To describe the High Street as a battleground is only to state what the trading figures tell you. For some major names, this year marks the point where they turn a corner and see sales steadily grow. For others, there is still a struggle ahead as cautious consumers look to extract the maximum from their spending power.
Yet winners and losers both face the same shift in power towards the shopper, now armed with genuine weapons of choice: barcode scanning apps that immediately reveal full product details, comparison sites that show whether the shelf price is the best on offer, social sites that provide a large audience willing to pass comment on whatever you plan to buy.

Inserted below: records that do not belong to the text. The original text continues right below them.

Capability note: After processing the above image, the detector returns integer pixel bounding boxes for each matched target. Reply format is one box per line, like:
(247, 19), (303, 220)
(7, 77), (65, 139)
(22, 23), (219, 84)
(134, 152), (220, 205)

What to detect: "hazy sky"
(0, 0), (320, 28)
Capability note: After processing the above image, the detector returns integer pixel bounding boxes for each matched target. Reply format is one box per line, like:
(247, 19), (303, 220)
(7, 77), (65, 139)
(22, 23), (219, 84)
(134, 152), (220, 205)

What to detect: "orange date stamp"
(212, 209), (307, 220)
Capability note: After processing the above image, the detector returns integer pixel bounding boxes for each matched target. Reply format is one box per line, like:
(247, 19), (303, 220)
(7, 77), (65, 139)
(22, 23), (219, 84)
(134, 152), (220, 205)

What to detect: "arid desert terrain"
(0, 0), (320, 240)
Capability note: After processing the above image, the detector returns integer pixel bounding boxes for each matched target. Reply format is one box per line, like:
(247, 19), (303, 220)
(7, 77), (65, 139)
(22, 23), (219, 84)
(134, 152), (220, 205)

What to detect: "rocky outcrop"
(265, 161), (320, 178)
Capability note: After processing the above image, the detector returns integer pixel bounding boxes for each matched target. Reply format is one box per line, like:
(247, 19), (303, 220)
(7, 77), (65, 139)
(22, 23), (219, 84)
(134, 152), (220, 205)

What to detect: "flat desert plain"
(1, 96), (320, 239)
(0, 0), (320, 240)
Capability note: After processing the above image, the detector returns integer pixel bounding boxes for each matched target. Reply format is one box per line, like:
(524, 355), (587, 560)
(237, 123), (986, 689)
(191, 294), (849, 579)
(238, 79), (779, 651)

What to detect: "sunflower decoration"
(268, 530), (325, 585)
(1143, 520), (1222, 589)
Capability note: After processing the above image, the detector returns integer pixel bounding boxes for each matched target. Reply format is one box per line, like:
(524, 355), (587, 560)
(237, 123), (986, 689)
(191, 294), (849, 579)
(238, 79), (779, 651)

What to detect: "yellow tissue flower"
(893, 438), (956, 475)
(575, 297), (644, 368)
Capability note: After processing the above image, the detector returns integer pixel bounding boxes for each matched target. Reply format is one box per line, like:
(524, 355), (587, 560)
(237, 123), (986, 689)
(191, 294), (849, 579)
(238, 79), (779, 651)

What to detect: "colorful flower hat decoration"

“Social shopping” is just one of the ways in which consumers continue to chip away at the retail edifice. (Although a recent example of a crowd-sourced wedding dress choice presented at the Academy of Marketing special interest group event in January suggested the crowd is not always wise...)
So how should retailers respond? Two competing strategies appear to be in play, both of which effectively declare war on the shopper - one overtly, the other covertly. The most surprising (and secretive) solution mentioned at the Academy event is an attempt to block consumer access to the online arsenal.
One retailer is testing the use of a Faraday cage which prevents mobile devices from connecting to a network or wi-fi signal as long as the individual is in the store. Imposing this communications blackout puts shoppers back into a state they last inhabited before the year 2000 - deciding on their own whether the items in stock are interesting, well-priced, attractive and so on. It could be a dramatic shock to Millennials and Generation X-ers who have never had to make purchases on their own recognisance in this way.
As dramatic as this solution may seem (and it is remarkably easy and cheap to turn standard retail units dark in this way), is it really that different from the more obvious retailing strategy of turning to big data? Another technology solution due to be deployed in 2014 will see the introduction of beacons into stores that track the every move of a mobile device and, if the user has the right app and has given permission, combines this with personal information.
Tracking and profiling shoppers in this way gives stores a major advantage over their customers, since they can scan the data for any behavioural, attitudinal and preferential indicators that might trigger a marketing intervention at point of sale. Few of us can recall that much about our own personal histories or be so self-aware that we can resist the lure of a prompt to make an impulse buy.
So retailers can make their choice - switch on or switch off the mobile data flow. Neither has yet proven itself the most commercially effective, but both put the consumer at a disadvantage. Given the steady shift of power towards shoppers over the last decade as a result of mobile access and online information, this may just be a rebalancing of market forces.